Catherine Léger figure parmi les 271 boursiers de l'Université

  • Forum
  • Le 27 janvier 2015

  • Paule Des Rivières

Catherine Léger a choisi elle-même cette photo pour illustrer son esprit de persévérance.La bourse d'études que Catherine Léger a reçue de l'Université de Montréal fin 2014 est arrivée à point nommé : il y a quelques années, l'étudiante a subi un grave accident de cirque. Les séquelles sont graves et c'est en avril passé qu'elle a été amputée de la jambe gauche.

 

«Beaucoup de gens semblaient douter de ma capacité à poursuivre des études universitaires et cet appui des Services aux étudiants m'a donné un magnifique élan. Ce fut un coup de pouce financier certes, mais tout autant moral, car je me suis dit que l'Université croyait en moi et m'encourageait à persévérer. Ce fut un moment déterminant», résume l'étudiante de 34 ans.

La jeune femme est en deuxième année de scolarité de baccalauréat à la Faculté des sciences de l'éducation. Elle rêve de devenir enseignante en adaptation scolaire au secondaire. Déjà, le stage qu'elle a effectué l'an dernier dans des écoles a confirmé son choix.

«Je suis allée dans une classe où il y avait un jeune autiste. Il était très réservé. Il ne parlait pas. Un jour, il me regarde et me lance : “Toi aussi.” Je lui réponds : “Moi aussi quoi? ? Toi aussi tu es différente.” Je n'oublierai pas cet échange. Si je peux être un modèle d'une manière ou d'une autre, je serai comblée.

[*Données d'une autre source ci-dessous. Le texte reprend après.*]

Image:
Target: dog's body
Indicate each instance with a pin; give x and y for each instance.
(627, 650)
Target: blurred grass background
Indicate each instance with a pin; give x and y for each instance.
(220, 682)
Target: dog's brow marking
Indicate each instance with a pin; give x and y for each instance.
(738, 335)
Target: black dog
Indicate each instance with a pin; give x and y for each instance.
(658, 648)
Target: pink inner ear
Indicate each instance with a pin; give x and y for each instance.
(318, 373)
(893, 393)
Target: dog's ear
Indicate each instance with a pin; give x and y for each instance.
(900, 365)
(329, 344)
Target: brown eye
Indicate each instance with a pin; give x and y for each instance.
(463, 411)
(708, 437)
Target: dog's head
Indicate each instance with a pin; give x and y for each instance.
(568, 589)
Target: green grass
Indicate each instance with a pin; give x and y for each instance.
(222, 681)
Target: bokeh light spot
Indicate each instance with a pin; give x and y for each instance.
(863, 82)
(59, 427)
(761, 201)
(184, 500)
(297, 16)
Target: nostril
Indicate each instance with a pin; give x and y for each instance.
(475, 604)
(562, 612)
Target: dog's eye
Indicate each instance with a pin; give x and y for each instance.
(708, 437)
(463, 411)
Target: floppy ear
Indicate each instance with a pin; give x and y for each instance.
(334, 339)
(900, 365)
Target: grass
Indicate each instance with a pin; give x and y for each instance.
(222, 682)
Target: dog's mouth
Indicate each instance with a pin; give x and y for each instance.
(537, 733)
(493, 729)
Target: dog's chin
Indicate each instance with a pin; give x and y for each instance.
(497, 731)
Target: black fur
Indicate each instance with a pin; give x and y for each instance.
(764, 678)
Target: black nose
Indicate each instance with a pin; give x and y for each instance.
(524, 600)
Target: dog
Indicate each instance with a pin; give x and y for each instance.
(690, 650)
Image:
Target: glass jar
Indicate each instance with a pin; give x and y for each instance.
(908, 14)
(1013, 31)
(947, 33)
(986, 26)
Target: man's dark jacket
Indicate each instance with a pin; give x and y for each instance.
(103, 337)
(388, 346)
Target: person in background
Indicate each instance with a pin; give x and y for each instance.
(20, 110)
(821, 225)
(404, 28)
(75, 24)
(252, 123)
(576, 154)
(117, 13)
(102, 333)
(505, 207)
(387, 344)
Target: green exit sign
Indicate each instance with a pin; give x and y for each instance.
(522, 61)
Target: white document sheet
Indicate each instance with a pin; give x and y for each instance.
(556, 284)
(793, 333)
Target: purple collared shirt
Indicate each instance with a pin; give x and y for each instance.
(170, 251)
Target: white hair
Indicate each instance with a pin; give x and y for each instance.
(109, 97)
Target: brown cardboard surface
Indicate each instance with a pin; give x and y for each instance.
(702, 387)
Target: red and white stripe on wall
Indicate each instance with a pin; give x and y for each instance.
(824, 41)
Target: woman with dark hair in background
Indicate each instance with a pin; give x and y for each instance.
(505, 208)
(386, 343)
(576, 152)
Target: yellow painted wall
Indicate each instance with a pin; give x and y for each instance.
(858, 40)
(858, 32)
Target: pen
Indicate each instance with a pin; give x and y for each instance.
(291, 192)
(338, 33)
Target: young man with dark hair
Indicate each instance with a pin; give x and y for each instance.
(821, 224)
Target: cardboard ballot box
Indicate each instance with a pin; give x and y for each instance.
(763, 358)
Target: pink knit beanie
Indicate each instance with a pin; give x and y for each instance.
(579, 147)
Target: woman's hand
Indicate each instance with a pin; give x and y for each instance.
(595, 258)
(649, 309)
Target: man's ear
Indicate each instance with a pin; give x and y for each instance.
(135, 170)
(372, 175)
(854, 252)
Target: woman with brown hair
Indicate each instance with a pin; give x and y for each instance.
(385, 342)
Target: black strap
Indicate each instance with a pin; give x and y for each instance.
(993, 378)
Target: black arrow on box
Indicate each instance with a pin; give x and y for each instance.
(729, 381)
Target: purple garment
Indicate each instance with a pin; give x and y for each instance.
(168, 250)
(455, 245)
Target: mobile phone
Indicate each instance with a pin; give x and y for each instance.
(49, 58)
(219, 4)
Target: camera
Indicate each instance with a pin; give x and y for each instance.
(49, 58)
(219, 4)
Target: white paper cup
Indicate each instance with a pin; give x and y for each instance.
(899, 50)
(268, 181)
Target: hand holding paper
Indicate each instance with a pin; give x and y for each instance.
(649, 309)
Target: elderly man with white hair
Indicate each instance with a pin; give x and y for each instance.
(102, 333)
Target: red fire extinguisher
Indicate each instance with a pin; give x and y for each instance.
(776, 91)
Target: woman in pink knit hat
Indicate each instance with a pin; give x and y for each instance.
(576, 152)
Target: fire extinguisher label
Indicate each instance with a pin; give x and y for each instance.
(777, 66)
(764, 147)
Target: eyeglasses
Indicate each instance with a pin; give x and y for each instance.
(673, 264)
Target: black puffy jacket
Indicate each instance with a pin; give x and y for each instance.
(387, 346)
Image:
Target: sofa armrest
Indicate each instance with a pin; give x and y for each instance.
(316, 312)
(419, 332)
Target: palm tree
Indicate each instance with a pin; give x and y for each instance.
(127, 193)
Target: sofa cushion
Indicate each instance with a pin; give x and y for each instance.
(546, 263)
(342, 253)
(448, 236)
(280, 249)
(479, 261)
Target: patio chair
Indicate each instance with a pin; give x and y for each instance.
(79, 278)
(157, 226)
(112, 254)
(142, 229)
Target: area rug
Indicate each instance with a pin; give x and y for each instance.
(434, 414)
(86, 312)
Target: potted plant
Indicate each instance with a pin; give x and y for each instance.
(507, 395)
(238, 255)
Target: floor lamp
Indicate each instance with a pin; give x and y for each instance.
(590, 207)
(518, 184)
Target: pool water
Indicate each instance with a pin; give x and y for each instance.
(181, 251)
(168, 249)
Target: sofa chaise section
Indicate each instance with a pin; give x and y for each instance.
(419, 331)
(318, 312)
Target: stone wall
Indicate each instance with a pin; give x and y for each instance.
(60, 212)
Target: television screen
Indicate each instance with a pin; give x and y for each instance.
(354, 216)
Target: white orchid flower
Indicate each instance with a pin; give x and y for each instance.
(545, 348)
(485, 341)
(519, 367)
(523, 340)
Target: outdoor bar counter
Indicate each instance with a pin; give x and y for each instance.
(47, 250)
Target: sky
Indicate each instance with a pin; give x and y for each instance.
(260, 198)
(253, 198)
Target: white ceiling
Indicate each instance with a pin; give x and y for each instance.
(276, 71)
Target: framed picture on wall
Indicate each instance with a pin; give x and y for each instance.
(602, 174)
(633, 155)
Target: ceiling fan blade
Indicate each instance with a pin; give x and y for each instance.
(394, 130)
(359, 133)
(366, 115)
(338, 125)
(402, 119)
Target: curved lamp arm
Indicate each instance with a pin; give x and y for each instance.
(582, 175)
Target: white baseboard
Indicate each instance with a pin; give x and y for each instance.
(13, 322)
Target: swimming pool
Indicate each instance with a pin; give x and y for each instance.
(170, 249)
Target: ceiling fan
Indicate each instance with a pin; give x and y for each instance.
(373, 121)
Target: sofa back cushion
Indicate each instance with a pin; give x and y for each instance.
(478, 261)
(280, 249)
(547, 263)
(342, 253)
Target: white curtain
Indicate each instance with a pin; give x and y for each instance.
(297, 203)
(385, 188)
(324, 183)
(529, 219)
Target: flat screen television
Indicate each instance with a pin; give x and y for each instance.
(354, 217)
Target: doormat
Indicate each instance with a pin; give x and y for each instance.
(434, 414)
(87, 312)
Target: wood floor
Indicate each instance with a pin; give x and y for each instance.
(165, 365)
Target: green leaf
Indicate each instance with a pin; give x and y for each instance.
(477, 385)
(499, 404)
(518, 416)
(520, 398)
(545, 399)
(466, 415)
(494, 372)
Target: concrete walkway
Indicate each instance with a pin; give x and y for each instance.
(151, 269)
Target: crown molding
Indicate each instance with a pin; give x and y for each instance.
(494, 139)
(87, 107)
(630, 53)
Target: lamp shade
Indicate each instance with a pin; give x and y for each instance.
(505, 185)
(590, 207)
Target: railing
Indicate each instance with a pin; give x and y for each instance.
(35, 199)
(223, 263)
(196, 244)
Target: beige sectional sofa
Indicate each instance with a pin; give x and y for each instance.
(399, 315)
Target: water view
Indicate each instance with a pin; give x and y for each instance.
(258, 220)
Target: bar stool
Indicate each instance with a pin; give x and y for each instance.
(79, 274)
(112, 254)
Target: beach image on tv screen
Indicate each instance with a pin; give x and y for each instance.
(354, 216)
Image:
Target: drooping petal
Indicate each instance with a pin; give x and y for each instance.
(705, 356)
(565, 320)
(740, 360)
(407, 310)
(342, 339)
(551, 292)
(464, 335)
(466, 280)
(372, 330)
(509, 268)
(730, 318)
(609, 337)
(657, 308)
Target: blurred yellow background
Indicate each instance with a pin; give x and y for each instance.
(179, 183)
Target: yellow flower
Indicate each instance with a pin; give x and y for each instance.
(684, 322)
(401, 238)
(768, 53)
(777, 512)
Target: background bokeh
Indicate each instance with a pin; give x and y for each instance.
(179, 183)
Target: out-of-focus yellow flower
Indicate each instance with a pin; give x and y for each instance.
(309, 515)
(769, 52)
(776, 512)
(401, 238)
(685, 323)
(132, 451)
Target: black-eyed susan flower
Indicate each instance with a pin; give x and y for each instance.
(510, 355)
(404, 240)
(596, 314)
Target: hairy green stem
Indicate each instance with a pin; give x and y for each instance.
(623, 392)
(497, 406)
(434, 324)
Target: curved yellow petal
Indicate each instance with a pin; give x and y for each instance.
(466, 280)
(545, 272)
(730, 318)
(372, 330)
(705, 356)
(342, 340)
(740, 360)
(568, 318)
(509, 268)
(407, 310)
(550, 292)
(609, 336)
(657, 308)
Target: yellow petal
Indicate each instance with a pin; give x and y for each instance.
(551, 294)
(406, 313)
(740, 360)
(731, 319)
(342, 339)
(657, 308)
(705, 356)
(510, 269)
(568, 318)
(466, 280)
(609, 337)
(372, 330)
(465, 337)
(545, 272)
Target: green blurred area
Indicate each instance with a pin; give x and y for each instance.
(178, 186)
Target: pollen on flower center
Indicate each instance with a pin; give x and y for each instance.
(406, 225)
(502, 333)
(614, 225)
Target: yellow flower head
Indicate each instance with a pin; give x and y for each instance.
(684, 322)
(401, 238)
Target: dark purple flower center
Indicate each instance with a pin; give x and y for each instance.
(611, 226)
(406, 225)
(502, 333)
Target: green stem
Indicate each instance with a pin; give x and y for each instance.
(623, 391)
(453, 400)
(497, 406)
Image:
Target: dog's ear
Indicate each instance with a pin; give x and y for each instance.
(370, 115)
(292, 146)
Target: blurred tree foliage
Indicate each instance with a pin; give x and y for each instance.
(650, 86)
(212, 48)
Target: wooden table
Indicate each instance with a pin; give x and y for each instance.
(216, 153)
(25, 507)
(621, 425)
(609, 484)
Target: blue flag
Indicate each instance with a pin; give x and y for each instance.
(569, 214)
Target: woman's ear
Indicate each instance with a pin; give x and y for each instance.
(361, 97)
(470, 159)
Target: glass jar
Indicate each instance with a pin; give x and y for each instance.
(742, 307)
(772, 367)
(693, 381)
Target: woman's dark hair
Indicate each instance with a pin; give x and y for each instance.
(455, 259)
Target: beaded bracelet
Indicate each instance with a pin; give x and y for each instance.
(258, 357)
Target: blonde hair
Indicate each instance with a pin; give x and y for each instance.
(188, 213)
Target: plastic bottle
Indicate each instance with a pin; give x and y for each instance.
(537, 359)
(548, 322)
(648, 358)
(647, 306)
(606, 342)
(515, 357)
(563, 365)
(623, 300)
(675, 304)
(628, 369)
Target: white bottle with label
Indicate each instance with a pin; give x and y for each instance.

Oui je suis la plupart de mon temps en fauteuil roulant, oui j'ai décroché alors que j'avais 16 ans et oui je reviens avec un rêve.»

Mme Léger est mère célibataire de deux jeunes enfants. Sa vie a basculé en 2007, lorsqu'au cours d'un spectacle de cirque elle a fait une chute de 13 mètres. Elle a été opérée une dizaine de fois et la dernière intervention s'est soldée par l'amputation de sa jambe gauche, alors qu'elle était en stage.

«Tout d'abord, je me suis bâti une nouvelle vie en devenant maman. Ensuite, je me suis demandé comment je pourrais faire pour continuer à émerveiller et à inspirer les gens tout en n'étant plus artiste de cirque. C'est alors que j'ai pensé devenir enseignante en adaptation scolaire. J'ai donc fait les 24 crédits au collégial nécessaires à mon admission à la Faculté des sciences de l'éducation de l'Université.»

En septembre 2013, Catherine Léger franchit fièrement la porte d'entrée du pavillon Marie-Victorin. Le retour en classe en septembre 2014, seulement quatre mois après l'amputation, a été un vrai combat : «J'ai dû convaincre toute mon équipe de rééducation et apprivoiser un nouveau rôle dans la société, celui d'être handicapée, tout en continuant mes études.»

«J'ai ma place à l'Université et j'aurai ma place dans une école secondaire. J'ai tellement de leçons de vie à transmettre.»

D'ailleurs, fait éloquent, deux de ses professeurs lui ont écrit à la fin de l'année pour la remercier de sa contribution à la vie de la classe.

Mme Léger est reconnaissante envers l'Université et elle l'a fait savoir au cours d'un petit déjeuner avant les Fêtes, qui a réuni des dizaines d'étudiants boursiers et des donateurs.

À cette occasion, au nom des donateurs, Jean-Claude Robert, conjoint de Claire McNicoll, disparue en 2002 et qui a occupé diverses fonctions au sein de l'équipe de direction de l'UdeM, a parlé de l'importance d'un fonds assurant la pérennité des bourses. Pour sa part, au nom des étudiants, Sophie Harrison, qui étudie en droit, a déclaré que la bourse qu'elle recevait lui permettrait de poursuivre ses études l'esprit tranquille, sans souci d'ordre financier.

La directrice générale du Bureau du développement et des relations avec les diplômés, Chantal Thomas, a rappelé aux donateurs que «votre geste est une marque de confiance et une invitation à la persévérance». Les 271 bourses remises totalisaient une somme de 470 000 $. Il s'agissait de bourses d'excellence, de bourses aux étudiants en situation de handicap et de bourses aux étudiants de la Faculté de l'éducation permanente, pour la plupart des bourses de soutien financier.